Ted huffed. “No. Demons don’t investigate or plan. They move in straight lines, eating up the world piece by piece.”
“Then how did they find this place?”
“Because I led them here,” said a voice from behind them. Hannah looked up and saw a slender young man with thick black hair and mildly East-Asian features. He smiled at them but looked weighed down by invisible anchors. “I think the demons followed me from the road.”
“You what?” Another man emerged from the shadows and approached the fire. He was older, with wild greying hair. Tears streaked his cheeks behind broken spectacles as he glared at the other man. “Y-You led those monsters here?”
The doctor became anxious. “I-I… Yes, I think I might have. They chased me from a house I was searching. I escaped into the forest. They must have followed me. I’m so sorry, Philip.”
The older man looked shocked. He kept moving his lips, but it took a while for him to get his words out. “My boy,” he uttered. “Bray died alone because of you!”
The younger man didn’t see the punch coming, and it clocked him right in the jaw. His lights went out, and he belly-flopped to the ground. His left arm landed right inside the campfire, and if it wasn’t for Ted dragging him back and smothering the flames with his sleeve, he might have gone up like a match.
Hannah leapt to her feet and put her hands out to the violent man. “Back off, mate!”
“Who are you people?” he demanded. “We were fine here. We were fine until all of you turned up!”
Hannah kept her hand in his face. One thing she hated was a bully, and this man had just sucker-punched someone. “Just calm down. Philip, right? No one needs to get hurt here, okay?”
Philip glared at the man he’d punched and shook his head. “Too late.”
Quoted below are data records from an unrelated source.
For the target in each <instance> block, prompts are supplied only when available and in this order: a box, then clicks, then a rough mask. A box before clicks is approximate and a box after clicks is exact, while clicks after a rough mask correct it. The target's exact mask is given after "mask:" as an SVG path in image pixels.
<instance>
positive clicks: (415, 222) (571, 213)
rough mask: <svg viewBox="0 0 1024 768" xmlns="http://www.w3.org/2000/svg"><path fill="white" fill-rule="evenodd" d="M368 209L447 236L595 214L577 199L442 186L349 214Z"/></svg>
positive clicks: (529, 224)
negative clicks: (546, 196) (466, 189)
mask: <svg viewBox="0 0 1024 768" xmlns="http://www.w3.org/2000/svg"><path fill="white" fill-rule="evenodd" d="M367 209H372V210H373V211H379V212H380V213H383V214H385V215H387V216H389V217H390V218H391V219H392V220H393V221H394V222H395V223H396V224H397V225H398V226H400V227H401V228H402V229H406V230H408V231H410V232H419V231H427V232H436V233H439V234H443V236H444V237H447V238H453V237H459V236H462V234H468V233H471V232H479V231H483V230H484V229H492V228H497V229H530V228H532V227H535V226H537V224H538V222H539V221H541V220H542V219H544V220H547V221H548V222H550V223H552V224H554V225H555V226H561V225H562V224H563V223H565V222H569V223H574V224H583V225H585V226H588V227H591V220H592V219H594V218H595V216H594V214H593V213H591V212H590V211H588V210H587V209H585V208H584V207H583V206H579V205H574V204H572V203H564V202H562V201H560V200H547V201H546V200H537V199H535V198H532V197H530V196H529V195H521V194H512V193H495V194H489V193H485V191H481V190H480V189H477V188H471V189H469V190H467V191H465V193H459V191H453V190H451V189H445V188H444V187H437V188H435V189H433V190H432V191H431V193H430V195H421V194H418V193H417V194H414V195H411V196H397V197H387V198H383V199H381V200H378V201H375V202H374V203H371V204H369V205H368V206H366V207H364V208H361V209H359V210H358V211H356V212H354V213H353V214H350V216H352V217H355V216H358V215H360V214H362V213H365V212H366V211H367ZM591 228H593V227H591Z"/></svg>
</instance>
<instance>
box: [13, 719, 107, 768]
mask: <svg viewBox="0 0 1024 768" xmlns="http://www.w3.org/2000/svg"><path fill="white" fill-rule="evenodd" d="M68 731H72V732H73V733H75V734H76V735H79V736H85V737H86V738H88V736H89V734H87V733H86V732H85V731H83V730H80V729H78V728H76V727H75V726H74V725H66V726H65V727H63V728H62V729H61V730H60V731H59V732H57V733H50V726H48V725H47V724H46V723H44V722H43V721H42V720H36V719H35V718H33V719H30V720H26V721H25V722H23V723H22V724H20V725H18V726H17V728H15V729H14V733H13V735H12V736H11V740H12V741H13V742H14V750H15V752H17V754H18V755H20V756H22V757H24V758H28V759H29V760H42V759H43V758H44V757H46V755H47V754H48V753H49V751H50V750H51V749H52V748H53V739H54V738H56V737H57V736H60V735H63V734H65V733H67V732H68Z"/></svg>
A woman appeared and ushered Philip away before he could do more damage. Hannah joined Ted on the ground and tried to stir the unconscious man whose eyes fluttered open and shut. “I’m sorry,” he muttered.
Hannah frowned. “Sorry for what? You’re the one who got punched, pet.”
He sat up gingerly, rubbing his chin and groaning. “I deserved it.”
“No, you didn’t.” She patted his back. “I’m Hannah. This is Ted.”
“Christopher Kamiyo. Doctor.” He pulled up his charred sleeve and checked his arm. The skin there was unharmed, but it could have easily been different. His hand, however, was red and sore.
“You’re a doctor?” Hannah raised her eyebrows. “Wow.”
He sighed. “I was a doctor, with modern medicine and equipment. Not sure what I am now. I couldn’t help Philip’s son. He had Typhoid.”
Ted blanched. “Typhoid? How on earth did he catch that?”
“Drinking from the lake, or maybe someone was carrying the illness when things all started. Illness will increasingly become a problem. Even if these people let me stay here, there isn’t much I can do without medicine and proper sanitation.”